Im Fall eines Terroraktes sieht sich Frankfurt gut gerüstet. Doch wie ist es um die alltägliche notärztliche Versorgung bestellt?

Rettungswagen
Ein Rettungswagen ist mit Blaulicht unterwegs. (Symbolbild) Foto: imago/Steinach

Terrorismus stellt Rettungskräfte, Notärzte und Kliniken vor neue Herausforderungen. Frankfurt sieht sich dafür gerüstet. „Wir sind ziemlich gut aufgestellt“, sagte Leo Latasch, Ärztlicher Leiter des Rettungsdienstes im Gesundheitsamt, am Freitagabend in der Sitzung des Ortsbeirats 15. „Ich hoffe, Sie wenigstens in diesem Punkt beruhigen zu können.“

Anders verhält es sich bei einem Mangel, der für die Stadt vorhersehbarer ist als ein möglicher Anschlag: die Niederlassung von Kassenärzten. Dafür zuständig ist die Kassenärztliche Vereinigung. An der ließ Latasch kein gutes Haar. Vor allem, weil sie niemandem Rechenschaft schuldig sei. „Sie ist autark und gerichtlich nicht zu belangen“, sagte er. „Die Kontrollinstanz ist der liebe Gott.“

Latasch war gekommen, um über die notärztliche Versorgung in Nieder-Eschbach zu berichten. Die ist auch in anderen Stadtteilen immer wieder Thema. Zuletzt forderte etwa der für den Riedberg zuständige Ortsbeirat 12 einen zusätzlichen Hausarzt.
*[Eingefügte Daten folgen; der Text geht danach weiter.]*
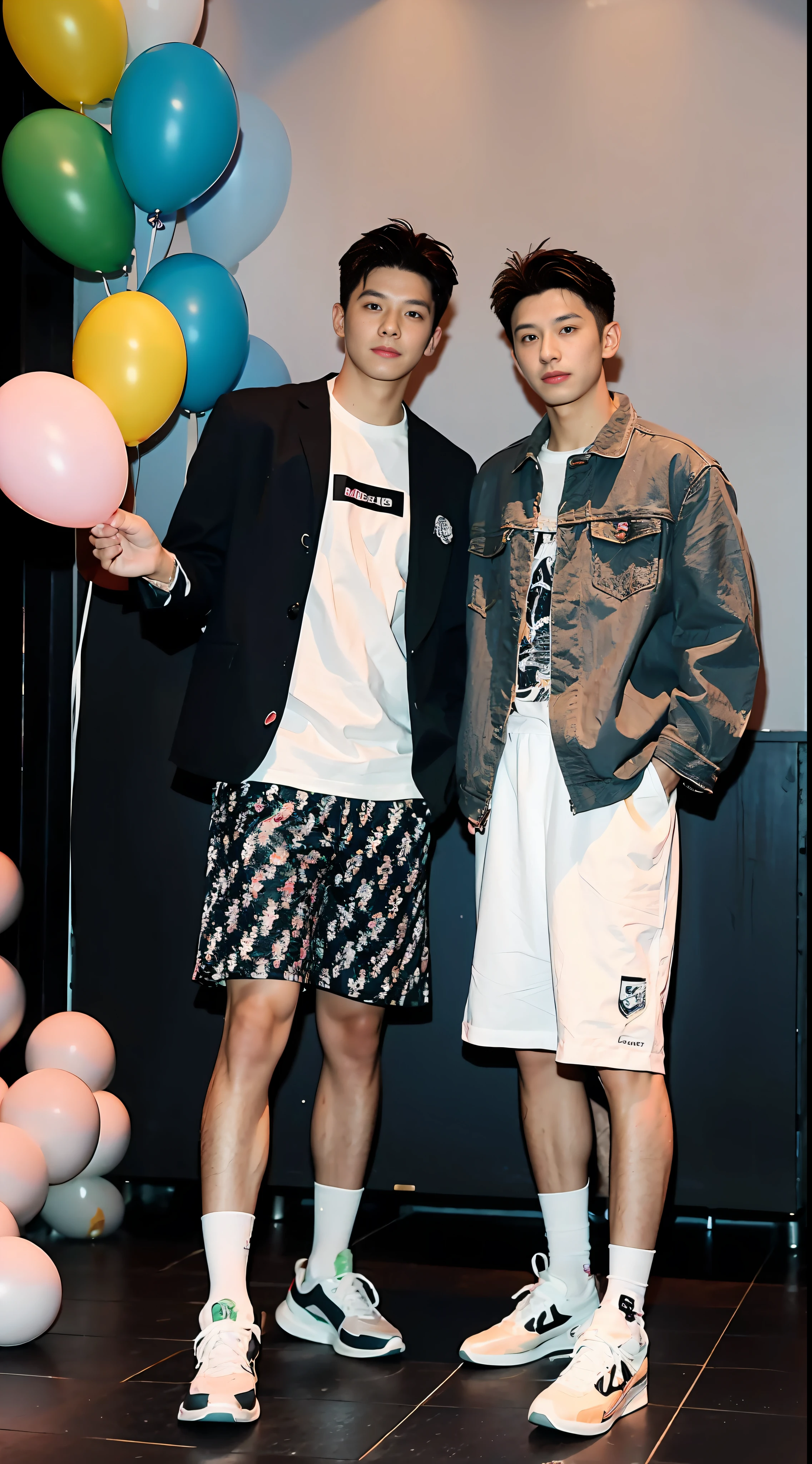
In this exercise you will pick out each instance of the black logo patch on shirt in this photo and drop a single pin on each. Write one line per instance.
(381, 501)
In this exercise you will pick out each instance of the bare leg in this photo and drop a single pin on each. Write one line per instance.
(642, 1156)
(349, 1090)
(558, 1128)
(236, 1125)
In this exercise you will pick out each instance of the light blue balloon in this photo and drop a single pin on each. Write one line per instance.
(208, 307)
(264, 367)
(175, 125)
(246, 203)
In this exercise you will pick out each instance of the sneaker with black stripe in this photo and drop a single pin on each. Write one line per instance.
(340, 1312)
(224, 1385)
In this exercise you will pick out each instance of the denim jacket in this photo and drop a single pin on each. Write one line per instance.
(652, 624)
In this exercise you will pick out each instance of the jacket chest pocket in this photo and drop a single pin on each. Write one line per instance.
(625, 555)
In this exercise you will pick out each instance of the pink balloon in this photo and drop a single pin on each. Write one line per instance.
(60, 1115)
(11, 892)
(62, 456)
(8, 1223)
(24, 1173)
(12, 1002)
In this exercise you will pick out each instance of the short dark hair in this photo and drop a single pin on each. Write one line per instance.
(552, 270)
(397, 247)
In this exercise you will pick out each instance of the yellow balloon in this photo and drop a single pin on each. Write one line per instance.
(131, 352)
(74, 49)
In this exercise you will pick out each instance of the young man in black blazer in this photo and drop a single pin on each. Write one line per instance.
(321, 544)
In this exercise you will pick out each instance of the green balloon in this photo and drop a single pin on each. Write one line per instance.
(62, 180)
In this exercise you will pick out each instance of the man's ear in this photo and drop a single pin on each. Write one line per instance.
(611, 340)
(434, 343)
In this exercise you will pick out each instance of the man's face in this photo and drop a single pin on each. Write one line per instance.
(387, 326)
(558, 346)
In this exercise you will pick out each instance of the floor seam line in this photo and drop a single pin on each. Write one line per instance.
(707, 1361)
(410, 1413)
(157, 1364)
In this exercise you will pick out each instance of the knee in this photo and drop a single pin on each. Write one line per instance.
(355, 1040)
(257, 1025)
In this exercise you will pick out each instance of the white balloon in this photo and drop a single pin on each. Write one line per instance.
(113, 1138)
(84, 1208)
(11, 892)
(151, 23)
(24, 1173)
(30, 1292)
(8, 1223)
(76, 1043)
(60, 1115)
(12, 1000)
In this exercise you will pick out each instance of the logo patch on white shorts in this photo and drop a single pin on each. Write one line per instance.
(633, 996)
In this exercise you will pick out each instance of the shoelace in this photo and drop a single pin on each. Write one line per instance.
(352, 1293)
(223, 1350)
(526, 1296)
(596, 1355)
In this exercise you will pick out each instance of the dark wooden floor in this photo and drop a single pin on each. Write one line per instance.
(726, 1318)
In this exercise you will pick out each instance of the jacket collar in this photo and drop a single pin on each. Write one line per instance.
(612, 440)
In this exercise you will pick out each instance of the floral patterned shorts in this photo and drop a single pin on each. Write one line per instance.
(318, 889)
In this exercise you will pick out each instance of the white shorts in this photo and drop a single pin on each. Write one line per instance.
(575, 914)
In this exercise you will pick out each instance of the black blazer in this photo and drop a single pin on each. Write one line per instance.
(246, 529)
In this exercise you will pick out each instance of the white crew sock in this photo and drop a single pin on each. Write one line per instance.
(334, 1216)
(628, 1276)
(227, 1242)
(567, 1222)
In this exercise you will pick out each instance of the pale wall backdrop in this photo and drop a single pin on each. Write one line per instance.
(665, 138)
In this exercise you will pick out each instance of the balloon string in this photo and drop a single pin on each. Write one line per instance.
(75, 702)
(154, 220)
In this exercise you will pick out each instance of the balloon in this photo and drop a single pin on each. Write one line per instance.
(175, 127)
(74, 49)
(84, 1208)
(75, 1043)
(113, 1139)
(11, 894)
(264, 367)
(60, 1115)
(208, 307)
(24, 1173)
(151, 23)
(30, 1292)
(12, 1002)
(62, 180)
(246, 203)
(131, 352)
(62, 456)
(8, 1223)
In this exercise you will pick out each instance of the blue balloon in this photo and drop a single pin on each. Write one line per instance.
(208, 307)
(246, 203)
(264, 367)
(175, 125)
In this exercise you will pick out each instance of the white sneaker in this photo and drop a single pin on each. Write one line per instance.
(224, 1387)
(606, 1378)
(546, 1321)
(340, 1311)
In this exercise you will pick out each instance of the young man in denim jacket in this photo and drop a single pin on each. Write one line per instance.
(612, 652)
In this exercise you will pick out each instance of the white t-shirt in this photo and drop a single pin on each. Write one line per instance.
(533, 681)
(346, 727)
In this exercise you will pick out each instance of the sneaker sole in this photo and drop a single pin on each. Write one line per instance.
(219, 1415)
(298, 1322)
(634, 1400)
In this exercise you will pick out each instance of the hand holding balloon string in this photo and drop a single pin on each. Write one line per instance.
(128, 546)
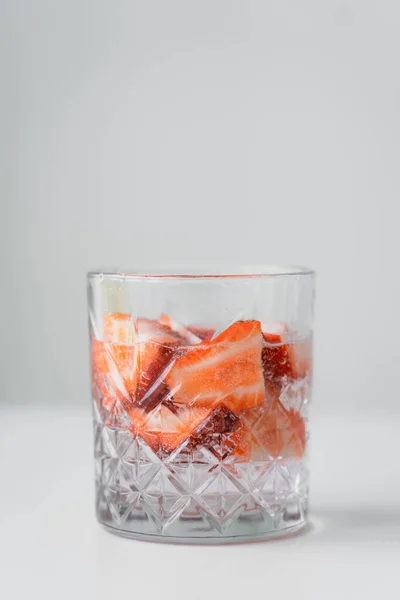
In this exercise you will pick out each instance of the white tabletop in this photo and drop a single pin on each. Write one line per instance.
(52, 547)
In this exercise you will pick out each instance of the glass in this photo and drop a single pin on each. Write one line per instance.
(200, 387)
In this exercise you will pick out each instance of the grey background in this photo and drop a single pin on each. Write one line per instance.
(244, 131)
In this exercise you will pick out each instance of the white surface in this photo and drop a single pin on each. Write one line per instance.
(52, 548)
(242, 131)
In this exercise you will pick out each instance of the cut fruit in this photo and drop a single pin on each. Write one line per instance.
(280, 360)
(113, 374)
(215, 433)
(165, 430)
(187, 336)
(226, 370)
(133, 358)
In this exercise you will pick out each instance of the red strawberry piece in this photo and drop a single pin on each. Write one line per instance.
(284, 359)
(114, 377)
(214, 432)
(133, 357)
(226, 370)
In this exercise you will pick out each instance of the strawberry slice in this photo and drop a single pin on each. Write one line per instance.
(132, 358)
(185, 334)
(280, 359)
(113, 374)
(226, 370)
(165, 430)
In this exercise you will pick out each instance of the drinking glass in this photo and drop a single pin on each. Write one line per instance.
(200, 389)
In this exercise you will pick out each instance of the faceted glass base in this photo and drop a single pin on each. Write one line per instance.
(187, 536)
(194, 495)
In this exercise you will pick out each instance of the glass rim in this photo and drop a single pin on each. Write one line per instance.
(240, 272)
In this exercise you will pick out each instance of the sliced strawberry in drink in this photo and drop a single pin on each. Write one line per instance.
(284, 359)
(134, 356)
(165, 430)
(226, 370)
(188, 336)
(214, 433)
(113, 372)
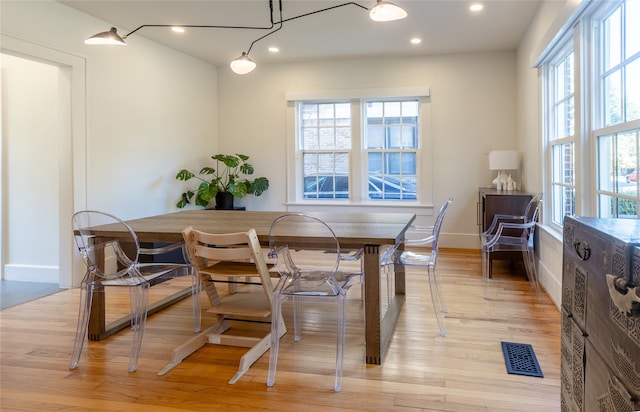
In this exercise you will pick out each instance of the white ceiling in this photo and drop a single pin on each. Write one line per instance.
(445, 26)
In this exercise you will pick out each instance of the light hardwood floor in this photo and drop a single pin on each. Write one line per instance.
(422, 371)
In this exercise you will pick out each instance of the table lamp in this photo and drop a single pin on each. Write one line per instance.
(503, 161)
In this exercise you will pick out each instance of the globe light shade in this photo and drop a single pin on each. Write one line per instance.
(386, 11)
(243, 64)
(106, 37)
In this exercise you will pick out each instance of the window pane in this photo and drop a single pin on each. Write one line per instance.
(392, 109)
(564, 200)
(565, 119)
(627, 163)
(326, 141)
(613, 98)
(606, 172)
(392, 128)
(609, 206)
(375, 137)
(611, 34)
(374, 160)
(632, 37)
(563, 164)
(632, 91)
(326, 176)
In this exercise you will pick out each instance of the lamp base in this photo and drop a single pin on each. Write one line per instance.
(504, 182)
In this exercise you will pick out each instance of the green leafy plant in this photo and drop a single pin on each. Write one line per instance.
(227, 176)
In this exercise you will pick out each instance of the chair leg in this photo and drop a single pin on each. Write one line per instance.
(532, 273)
(297, 333)
(276, 315)
(485, 272)
(196, 287)
(139, 296)
(436, 277)
(341, 303)
(86, 296)
(435, 299)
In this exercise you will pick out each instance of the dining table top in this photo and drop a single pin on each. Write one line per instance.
(352, 229)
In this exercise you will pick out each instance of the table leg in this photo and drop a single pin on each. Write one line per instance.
(379, 329)
(98, 329)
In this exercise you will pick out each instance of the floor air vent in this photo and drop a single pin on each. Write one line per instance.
(520, 359)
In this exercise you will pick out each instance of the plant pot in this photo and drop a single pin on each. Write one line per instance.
(224, 201)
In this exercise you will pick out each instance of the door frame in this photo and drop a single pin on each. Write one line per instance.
(72, 159)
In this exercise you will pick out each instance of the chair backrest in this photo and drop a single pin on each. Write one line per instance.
(438, 224)
(532, 211)
(315, 258)
(108, 245)
(532, 214)
(204, 249)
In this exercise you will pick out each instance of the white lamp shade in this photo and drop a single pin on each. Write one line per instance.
(386, 11)
(243, 64)
(107, 37)
(504, 160)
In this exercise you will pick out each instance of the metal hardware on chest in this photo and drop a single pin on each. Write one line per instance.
(582, 249)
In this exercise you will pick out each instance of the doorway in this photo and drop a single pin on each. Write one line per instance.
(43, 125)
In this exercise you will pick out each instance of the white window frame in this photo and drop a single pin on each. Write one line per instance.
(551, 140)
(584, 29)
(599, 127)
(359, 198)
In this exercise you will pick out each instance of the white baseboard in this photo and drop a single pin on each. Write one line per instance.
(32, 273)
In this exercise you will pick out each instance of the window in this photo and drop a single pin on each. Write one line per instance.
(592, 114)
(561, 133)
(618, 111)
(358, 150)
(392, 148)
(325, 141)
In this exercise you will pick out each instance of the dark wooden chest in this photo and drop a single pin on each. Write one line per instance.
(600, 345)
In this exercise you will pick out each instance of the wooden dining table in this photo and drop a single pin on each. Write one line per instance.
(370, 231)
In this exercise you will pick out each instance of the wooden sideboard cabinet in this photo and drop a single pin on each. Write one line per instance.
(492, 202)
(600, 340)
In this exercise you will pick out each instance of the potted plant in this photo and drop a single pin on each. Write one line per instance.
(224, 182)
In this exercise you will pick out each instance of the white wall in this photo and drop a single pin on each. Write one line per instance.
(472, 108)
(30, 169)
(150, 111)
(550, 18)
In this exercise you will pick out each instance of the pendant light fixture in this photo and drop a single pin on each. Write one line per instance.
(243, 64)
(106, 37)
(382, 11)
(386, 11)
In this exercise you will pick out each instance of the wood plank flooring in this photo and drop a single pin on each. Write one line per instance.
(422, 371)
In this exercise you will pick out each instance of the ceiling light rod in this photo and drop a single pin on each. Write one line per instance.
(201, 26)
(299, 16)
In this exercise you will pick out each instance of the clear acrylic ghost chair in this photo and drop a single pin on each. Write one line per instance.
(307, 273)
(512, 233)
(429, 260)
(110, 249)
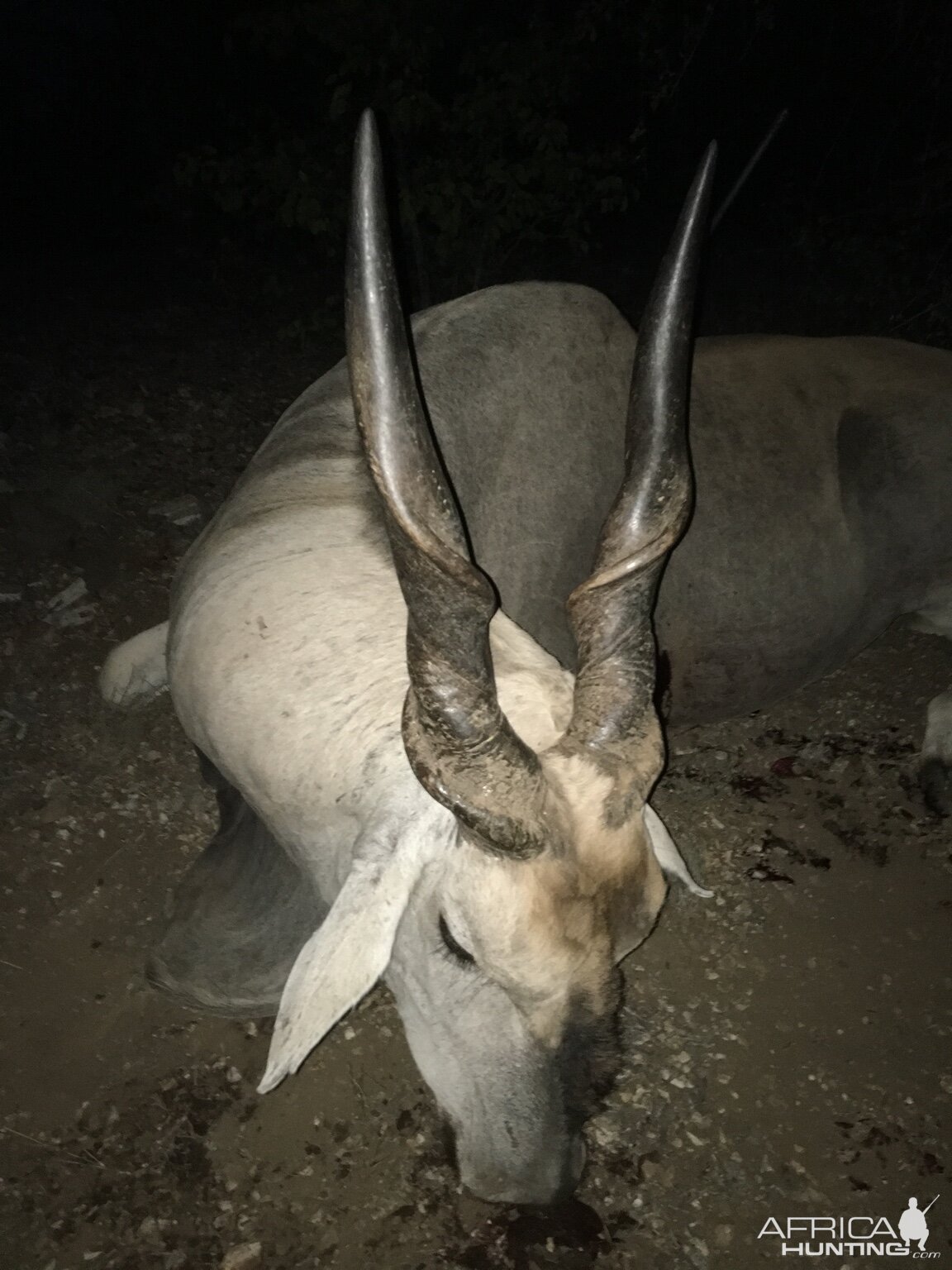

Jedoch ohne Erfolg, da laut Kassenärztlicher Vereinigung die Stadt Frankfurt als Planungsbereich „überversorgt“ ist.

„Wir müssen Anträge an den Magistrat immer wieder zurückweisen“, sagte Latasch. Er betonte, dass es nicht am Willen der Ärzte liege sich anzusiedeln. Sondern daran, dass sie keine Genehmigung erhielten. Die Kassenärztliche Vereinigung habe sich inzwischen zu einem „Gegner der niedergelassenen Ärzte“ entwickelt.

Ärzte sind ausgelastet

Mitunter behandele eine Arztpraxis mehr als 1500 Patienten, so Latasch. Das führe zu langen Wartezeiten und Aufnahmestopps. Wegen der hohen Arbeitsbelastung könnten Hausärzte kaum noch Hausbesuche antreten. „Das ist ein krankes System.“ Besserung sei nicht in Sicht. „Alle Prozesse seitens der Stadt oder von Ärzten sind gescheitert – und werden auch weiter scheitern.“

Die notärztliche Versorgung umfasst aber nicht nur niedergelassene Kassenärzte, sondern auch Fahrzeug- und Rettungsdienste. Seitdem die Kassenärztliche Vereinigung den Tagesdienst abgeschafft habe, seien Rettungskräfte deutlich öfter alarmiert worden, sagte Latasch. Zweimal im Jahr kontrolliert das Gesundheitsamt deren Einsätze.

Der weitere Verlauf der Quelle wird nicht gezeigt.